My friend and old colleague in Korea asked me for advice. As I’ve described before, company life has a tendency to pulverize the human spirit into dust. Our older colleagues are physically and spiritually depressed and live lives hyphenated by company sponsored booze-fests. He wants to escape the corporate noose and move abroad to study English.
I advised him not to do it.
I understand him and the situation. I really do. He is a younger guy in his early twenties with much of his life still unwritten. He is far too free minded to be shackled down by the golden handcuffs of security and a nice company pension. I tend not to speak in generalities but moving abroad for some time is usually worth it but I think that in his case he needs some time.
He doesn’t come from money. My old company was a veritable old boys club but he is a one-off just like I was. If he fucks up and finds himself in a financial pit he is utterly fucked. He needs to secure himself against this before venturing out into the world. I’m not saying he needs to be rich. If he came from a household where the parents were university educated and have stable pensions to sustain themselves and him in case of disaster I would have told him to go for it. This isn’t the case. He needs to at the very least build up a war chest from which he can sustain his travel and hedge against disaster. He also has a grandmother who is his financial responsibility.
There is no coincidence that I am writing this at thirty-four years of age and not twenty-four. I didn’t run off to waste time and drive myself into a hole, becoming a burden on those around me. I couldn’t afford to. Now? Well now I’ve taken care of all the loose ends and earned my freedom.

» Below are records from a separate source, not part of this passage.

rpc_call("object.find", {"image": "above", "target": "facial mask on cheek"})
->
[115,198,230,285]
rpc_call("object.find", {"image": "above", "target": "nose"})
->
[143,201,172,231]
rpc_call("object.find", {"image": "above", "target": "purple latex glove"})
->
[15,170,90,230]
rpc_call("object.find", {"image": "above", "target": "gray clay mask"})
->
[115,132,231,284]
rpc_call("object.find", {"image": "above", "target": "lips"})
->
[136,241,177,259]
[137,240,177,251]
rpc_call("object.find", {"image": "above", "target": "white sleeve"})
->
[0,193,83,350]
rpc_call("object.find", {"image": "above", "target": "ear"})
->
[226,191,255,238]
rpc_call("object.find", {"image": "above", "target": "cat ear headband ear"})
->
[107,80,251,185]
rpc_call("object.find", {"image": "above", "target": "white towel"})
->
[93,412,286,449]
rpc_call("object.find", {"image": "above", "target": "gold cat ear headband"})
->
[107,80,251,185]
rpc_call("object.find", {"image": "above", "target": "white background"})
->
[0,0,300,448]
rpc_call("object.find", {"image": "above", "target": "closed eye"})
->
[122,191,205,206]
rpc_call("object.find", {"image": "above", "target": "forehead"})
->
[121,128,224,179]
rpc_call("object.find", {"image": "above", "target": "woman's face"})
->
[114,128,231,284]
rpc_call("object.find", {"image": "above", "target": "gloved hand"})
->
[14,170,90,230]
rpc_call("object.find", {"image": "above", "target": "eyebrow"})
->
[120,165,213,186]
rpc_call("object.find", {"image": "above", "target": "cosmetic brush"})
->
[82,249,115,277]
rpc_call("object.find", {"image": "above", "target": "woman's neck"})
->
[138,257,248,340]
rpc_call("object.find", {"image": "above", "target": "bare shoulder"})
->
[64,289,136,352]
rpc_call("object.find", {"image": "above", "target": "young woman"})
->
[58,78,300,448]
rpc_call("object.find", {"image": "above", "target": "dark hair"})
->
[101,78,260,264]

He doesn’t have a dream. If his study abroad were a stepping stone to achieving his dream, the immediate risk would be worth it. However, he doesn’t know what he wants to do. Say he wanted to be a French chef and wanted to enter culinary school. I would have encouraged him to go and break his back and his wallet pursuing it. If he wanted to be a musician? Fuck it. Go for it. Dreams have a tendency to converge toward something positive and even failed dreams teach lessons. However his plans end at attending English language school abroad. Do not pass go.

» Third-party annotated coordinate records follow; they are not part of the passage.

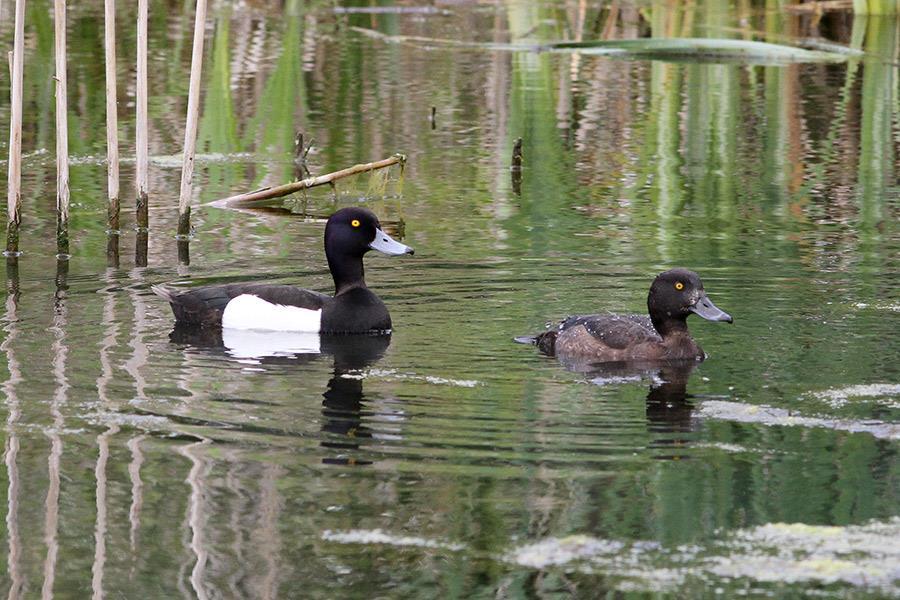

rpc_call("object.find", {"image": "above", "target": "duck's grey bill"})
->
[369,228,413,256]
[690,294,734,323]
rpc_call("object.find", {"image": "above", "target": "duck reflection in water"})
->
[169,325,391,465]
[559,357,700,438]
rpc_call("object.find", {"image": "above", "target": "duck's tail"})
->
[513,330,558,356]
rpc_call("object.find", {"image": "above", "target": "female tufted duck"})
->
[152,208,413,333]
[516,269,734,363]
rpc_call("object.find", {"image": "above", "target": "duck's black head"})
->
[325,207,413,294]
[647,269,734,336]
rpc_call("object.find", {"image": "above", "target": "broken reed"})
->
[103,0,119,236]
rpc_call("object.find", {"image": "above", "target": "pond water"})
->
[0,0,900,598]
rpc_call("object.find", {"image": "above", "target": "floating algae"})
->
[697,400,900,440]
[504,517,900,596]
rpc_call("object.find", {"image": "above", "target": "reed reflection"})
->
[0,257,25,598]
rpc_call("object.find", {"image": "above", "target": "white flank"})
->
[222,294,322,333]
[222,327,321,358]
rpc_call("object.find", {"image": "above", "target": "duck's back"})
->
[153,283,330,327]
[534,313,663,361]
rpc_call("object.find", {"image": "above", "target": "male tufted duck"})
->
[152,208,413,333]
[516,269,734,363]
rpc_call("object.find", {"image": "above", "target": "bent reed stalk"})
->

Dreams can be powerful things and the more thought and detail that is put into them the more powerful they get, the more likely they are to be achieved. I personally learned this from one dream that I achieved and one dream that I failed. From a young age I wanted to understand how video games work. I wanted to understand what powers them an what can create these worlds on my TV. My goal, the academic steps to achieve them, and the end point of being a CPU designer were clear.

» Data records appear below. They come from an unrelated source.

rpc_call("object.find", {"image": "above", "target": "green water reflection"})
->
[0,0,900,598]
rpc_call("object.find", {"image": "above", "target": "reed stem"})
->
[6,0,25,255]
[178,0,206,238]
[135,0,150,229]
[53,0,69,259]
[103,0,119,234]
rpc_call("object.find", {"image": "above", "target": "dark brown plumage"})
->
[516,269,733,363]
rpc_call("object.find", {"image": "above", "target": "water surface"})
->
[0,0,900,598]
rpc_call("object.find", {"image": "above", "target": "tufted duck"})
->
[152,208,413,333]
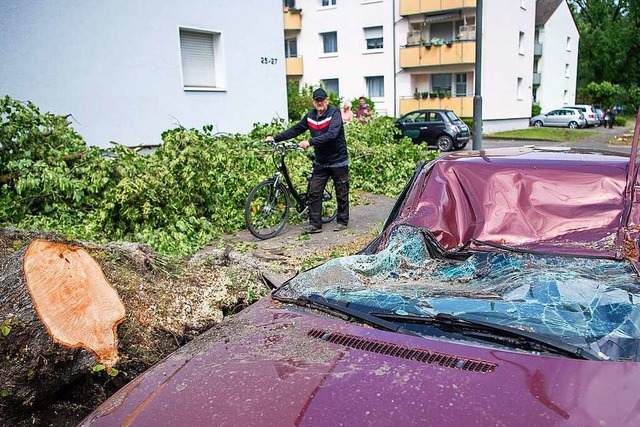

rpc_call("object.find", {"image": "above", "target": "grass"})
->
[483,128,598,142]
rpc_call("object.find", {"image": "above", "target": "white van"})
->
[567,104,600,127]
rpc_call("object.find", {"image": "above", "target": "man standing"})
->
[265,88,349,234]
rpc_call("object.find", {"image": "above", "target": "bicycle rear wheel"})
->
[322,179,338,224]
[244,179,290,240]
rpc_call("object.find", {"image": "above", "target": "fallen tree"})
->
[0,229,280,426]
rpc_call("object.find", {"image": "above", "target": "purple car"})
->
[82,142,640,427]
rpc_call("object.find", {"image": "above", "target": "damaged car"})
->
[82,136,640,426]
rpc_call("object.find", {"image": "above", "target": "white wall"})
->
[296,0,395,115]
[481,0,535,132]
[0,0,287,147]
[538,2,580,112]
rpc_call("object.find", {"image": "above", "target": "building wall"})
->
[481,0,535,132]
[296,0,395,115]
[538,2,580,112]
[0,0,287,147]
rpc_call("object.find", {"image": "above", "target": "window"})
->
[180,28,224,88]
[456,73,467,96]
[518,77,522,101]
[364,27,384,50]
[518,31,524,55]
[431,74,451,93]
[365,76,384,98]
[429,22,454,41]
[321,79,340,96]
[284,39,298,58]
[320,31,338,53]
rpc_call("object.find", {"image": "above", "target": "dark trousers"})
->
[309,165,349,228]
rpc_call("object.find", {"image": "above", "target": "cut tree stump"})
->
[0,239,125,412]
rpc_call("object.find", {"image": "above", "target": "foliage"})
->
[0,97,437,254]
[531,104,542,117]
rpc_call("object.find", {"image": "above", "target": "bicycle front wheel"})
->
[322,179,338,224]
[244,179,290,240]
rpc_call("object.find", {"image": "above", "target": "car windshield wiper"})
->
[369,312,608,360]
[278,294,419,336]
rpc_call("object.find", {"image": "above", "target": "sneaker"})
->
[300,225,322,234]
[333,223,347,231]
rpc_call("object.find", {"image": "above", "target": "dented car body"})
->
[83,132,640,426]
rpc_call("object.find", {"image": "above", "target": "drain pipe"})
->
[473,0,482,150]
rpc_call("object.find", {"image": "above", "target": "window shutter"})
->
[180,29,216,87]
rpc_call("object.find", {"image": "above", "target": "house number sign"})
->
[260,56,278,65]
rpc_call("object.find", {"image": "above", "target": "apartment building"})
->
[0,0,287,147]
[284,0,579,132]
[532,0,580,111]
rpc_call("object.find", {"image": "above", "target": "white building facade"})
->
[284,0,579,132]
[0,0,287,147]
[533,0,580,112]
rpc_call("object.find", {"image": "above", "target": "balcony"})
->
[400,96,473,117]
[400,41,476,68]
[285,56,302,76]
[533,43,542,56]
[284,7,302,31]
[400,0,476,16]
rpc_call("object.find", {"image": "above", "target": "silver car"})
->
[529,108,587,129]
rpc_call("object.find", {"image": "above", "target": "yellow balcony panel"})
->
[286,57,302,76]
[284,11,302,31]
[400,42,476,68]
[400,0,476,16]
[400,96,473,117]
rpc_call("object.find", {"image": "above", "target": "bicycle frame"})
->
[271,146,308,213]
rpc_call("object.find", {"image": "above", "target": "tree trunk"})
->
[0,239,125,419]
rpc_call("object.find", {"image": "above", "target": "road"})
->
[466,126,633,154]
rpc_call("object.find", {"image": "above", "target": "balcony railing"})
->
[286,56,302,76]
[400,0,476,16]
[400,96,473,117]
[400,41,476,68]
[284,8,302,31]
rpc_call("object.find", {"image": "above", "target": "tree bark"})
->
[0,239,124,419]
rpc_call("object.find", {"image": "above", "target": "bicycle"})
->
[244,142,338,240]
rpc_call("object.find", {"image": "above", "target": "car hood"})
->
[82,297,640,426]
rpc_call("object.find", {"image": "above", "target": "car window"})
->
[402,112,424,123]
[428,111,442,122]
[446,111,462,122]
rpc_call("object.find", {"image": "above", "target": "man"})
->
[356,96,371,124]
[265,88,349,234]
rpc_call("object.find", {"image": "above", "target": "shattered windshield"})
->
[274,225,640,361]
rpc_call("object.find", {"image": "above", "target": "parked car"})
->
[395,110,470,151]
[529,108,587,129]
[567,104,600,127]
[81,146,640,427]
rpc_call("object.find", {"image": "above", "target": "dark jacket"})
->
[273,106,349,165]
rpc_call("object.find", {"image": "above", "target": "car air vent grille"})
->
[308,329,497,373]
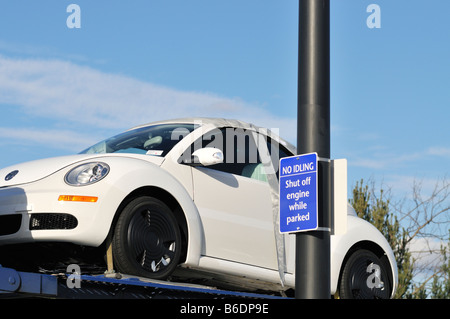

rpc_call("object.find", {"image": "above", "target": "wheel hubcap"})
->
[128,209,177,272]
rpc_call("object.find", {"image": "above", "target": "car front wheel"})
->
[112,196,181,279]
[339,249,391,299]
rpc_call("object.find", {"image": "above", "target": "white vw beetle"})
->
[0,119,397,298]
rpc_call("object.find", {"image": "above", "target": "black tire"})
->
[112,197,182,280]
[339,249,391,299]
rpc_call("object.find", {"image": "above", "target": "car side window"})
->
[183,127,266,181]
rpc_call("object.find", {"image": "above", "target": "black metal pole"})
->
[295,0,331,299]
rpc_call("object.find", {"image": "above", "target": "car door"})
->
[192,128,278,270]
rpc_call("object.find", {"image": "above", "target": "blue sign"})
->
[280,153,318,233]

My failed dream is that of a competitive b-boy or street dancer. I lacked clearly defined goals. I lacked vision in what I wanted to achieve as a dancer. I merely wanted to dance and as a result, only accomplished just that. I still love dancing but the honest truth is that my dancing career is void of accolades commensurate with the amount of time and effort I put into it.
Thus my advice to my young friend was to not go abroad to study English until he saves money and formulates a plan to achieve his dream.